This poster depicts fruit crates overflowing with avocados and oranges, respectively. The Carmel and Jaffa brand labels identify the produce as Israeli-grown. The caption, “Avocados are only half the story,” attempts to draw attention to a less appetizing truth behind Israel’s agricultural export industry. That part of the story is told through the stickers plastered on the crates — a collage of scenes of Palestinians being questioned, arrested, and beaten. The crates are superimposed upon a larger scene of Israeli soldiers wearing gas masks and subduing a Palestinian civilian with billy clubs.

 
     

Israel’s economy has, from the earliest days of the Zionist movement, depended in large part on its agricultural production, which it developed via the kibbutz system (Hebrew: farm collectives). Early Zionist propaganda romanticized the taming of the desert by dedicated chalutzim (Hebrew: pioneers) and its transformation into a cornucopia capable not only of supplying Israelis with all their staple crops, but also into an economic engine producing substantial export crops to provide Israel with desperately needed foreign exchange.

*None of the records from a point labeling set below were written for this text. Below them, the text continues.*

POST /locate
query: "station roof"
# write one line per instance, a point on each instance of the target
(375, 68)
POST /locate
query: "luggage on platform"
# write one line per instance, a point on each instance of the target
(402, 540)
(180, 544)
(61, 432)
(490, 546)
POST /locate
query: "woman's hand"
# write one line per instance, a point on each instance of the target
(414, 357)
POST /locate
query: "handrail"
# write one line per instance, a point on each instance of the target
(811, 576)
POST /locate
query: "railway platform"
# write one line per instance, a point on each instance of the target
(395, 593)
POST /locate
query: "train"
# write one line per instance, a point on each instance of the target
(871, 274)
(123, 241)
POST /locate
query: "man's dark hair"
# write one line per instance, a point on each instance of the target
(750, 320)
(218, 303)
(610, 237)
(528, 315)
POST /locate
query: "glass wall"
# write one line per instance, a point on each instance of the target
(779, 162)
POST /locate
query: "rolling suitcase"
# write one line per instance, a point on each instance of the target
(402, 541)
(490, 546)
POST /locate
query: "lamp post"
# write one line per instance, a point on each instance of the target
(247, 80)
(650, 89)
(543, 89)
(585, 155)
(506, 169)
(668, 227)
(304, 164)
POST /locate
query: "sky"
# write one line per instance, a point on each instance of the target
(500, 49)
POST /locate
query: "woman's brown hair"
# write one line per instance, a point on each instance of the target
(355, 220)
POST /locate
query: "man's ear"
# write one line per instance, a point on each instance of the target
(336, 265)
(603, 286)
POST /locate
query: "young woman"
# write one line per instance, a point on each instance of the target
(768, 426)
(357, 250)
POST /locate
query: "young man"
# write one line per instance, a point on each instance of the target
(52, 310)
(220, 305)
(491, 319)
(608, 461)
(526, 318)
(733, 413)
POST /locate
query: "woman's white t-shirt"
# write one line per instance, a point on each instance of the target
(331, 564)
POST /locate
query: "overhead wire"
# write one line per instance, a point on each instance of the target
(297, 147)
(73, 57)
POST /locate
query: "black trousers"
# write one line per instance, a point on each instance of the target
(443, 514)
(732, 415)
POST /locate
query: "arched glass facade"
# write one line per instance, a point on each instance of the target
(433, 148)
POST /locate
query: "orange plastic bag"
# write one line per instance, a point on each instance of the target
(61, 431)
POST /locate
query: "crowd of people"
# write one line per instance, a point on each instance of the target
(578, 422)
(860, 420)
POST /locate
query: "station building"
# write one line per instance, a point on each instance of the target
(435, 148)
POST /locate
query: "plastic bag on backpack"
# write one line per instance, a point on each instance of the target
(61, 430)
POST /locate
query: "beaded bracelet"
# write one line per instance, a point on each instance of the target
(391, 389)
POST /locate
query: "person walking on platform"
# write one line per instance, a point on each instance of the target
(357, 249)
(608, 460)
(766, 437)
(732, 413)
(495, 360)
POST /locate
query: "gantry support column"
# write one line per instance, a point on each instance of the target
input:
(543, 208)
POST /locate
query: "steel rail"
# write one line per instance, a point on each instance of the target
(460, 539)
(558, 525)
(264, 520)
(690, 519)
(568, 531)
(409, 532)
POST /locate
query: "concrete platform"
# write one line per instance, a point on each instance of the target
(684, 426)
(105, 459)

Since independence in 1948, Israel has been granted many beneficial trade arrangements with the European Union. In the wake of the Al Aqsa intifadah (Arabic: uprising) and the increasingly harsh policies of the Sharon government, many of these agreements are now endangered. Trade unions across Europe are calling for their termination. In some countries such as Norway, dockworkers are refusing to unload ships bearing Israeli produce. Student groups around the world have organized to boycott Israel’s agricultural products and wine industry and discourage tourism to Israel. European citizens are lobbying their governments to vote against welcoming Israel into the European Union. There is also a growing movement among universities in Europe and the U.S. to divest from funds that invest in Israel.

These anti-Occupation protests draw their inspiration from the international grassroots anti-apartheid movement of the 1980s, which helped force the South African government to reconsider, and ultimately abolish, its racist policies. Speaking about the intellectual and moral cohesion of the anti-apartheid and anti-Occupation movements, Nobel Laureate Bishop Desmond Tutu of South Africa said:

The end of apartheid stands as one of the crowning accomplishments of the last century, but we would not have succeeded without the help of international pressure. There is no greater testament to the basic dignity of ordinary people everywhere than the divestment movement of the 1980s.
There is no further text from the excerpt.